In his daily briefing on March 28, Illinois Gov. J.B. Pritzker confirmed that Chicago’s McCormick Place convention center will be converted into Illinois’ first field hospital, the Chicago Tribune reported. It will be able to house 3,000 coronavirus patients by April 24, with 500 beds expected to be ready by April 3, according to the Chicago Department of Public Health.

Also last week, Maryland Gov. Larry Hogan announced that the Baltimore Convention Center and the city-owned Hilton hotel would convert space to provide at least 250 beds, in a joint partnership between the University of Maryland Medical System and Johns Hopkins Medicine, according to a Baltimore Sun report.

Work was also beginning to create a 250-bed “medical shelter” that would provide short-term care at the Santa Clara Convention Center in California, federal officials announced Saturday night, according to a report in The Mercury News. Opening dates for the units in Santa Clara and Baltimore have not yet been announced.

In Madrid, patients were moved to a field hospital set up at IFEMA conference center, where 1,300 hospitals beds have been set up at the facility, the director of the field hospital, Antonio Zapatero, said in an interview with El Mundo. There are plans to eventually offer more than 5,000 hospital beds at the center. And spproximately 250 intensive care stations have been established at the Milano Convention Centre, (MiCo), in Milan, Italy, in a project coordinated by the regional government,  which manages the local health system. And in London, the ExCel conference center will hold 500 hospital beds for treating coronavirus patients “within days,” according to a report in The Guardian.

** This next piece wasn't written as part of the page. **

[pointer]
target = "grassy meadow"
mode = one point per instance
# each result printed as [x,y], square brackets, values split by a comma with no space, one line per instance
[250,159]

Cases of COVID-19 are rising rapidly in New York City, which has emerged as an epicenter of the pandemic in the United States. New York City has 53,000 hospital beds, and the projected need in coming weeks is more than twice that — 110,000 beds, Cuomo said. “We are trying to reduce the rate of the spread of the virus,” Cuomo said, “but we have to get that hospital bed capacity up, and the supply capacity up.” The hospitals will be staffed by federal employees, the governor said.

Materials were already arriving at the center, where construction is expected to take a week to 10 days, Cuomo said. “Luckily, Javits has plenty of space,” Cuomo said. “This was never an anticipated use, but you do what you have to do, that is the New York way, the American way, and we are going to get this done.”

In addition to space, convention centers like MiCo have services that are not easily found elsewhere, including, electricity, water, air compressors, parking, well-equipped waste disposal, and interior roads, and are designed to facilitate the rapid construction of environments for almost any activity, pointed out Fabrizio Conte, head of marketing and communication for Fiera Milano Congressi, which manages MiCo in Milan.

“In addition to this we boast  — and this is a typical feature of those who work in our industry —  great mental flexibility and remarkable design and construction capacity,” as well as “teams of workers very coordinated with each other and all used to working and delivering work performed to perfection in a few hours.” The mentality in Milan and throughout Italy is supportive, Conte added, with people who are inclined to make themselves available to others.

In New York, Cuomo thanked the U.S. Corps of Engineers, who are working to construct the hospital, the National Guard, and Javits Center employees who “are doing above and beyond their duty.”

The Javits Center’s “workforce stands ready to assist during this unprecedented crisis,” said Tony Sclafani, chief communications officer at Javits, “We’re all in this together.”

Barbara Palmer is deputy editor of Convene. This story was updated on March 29.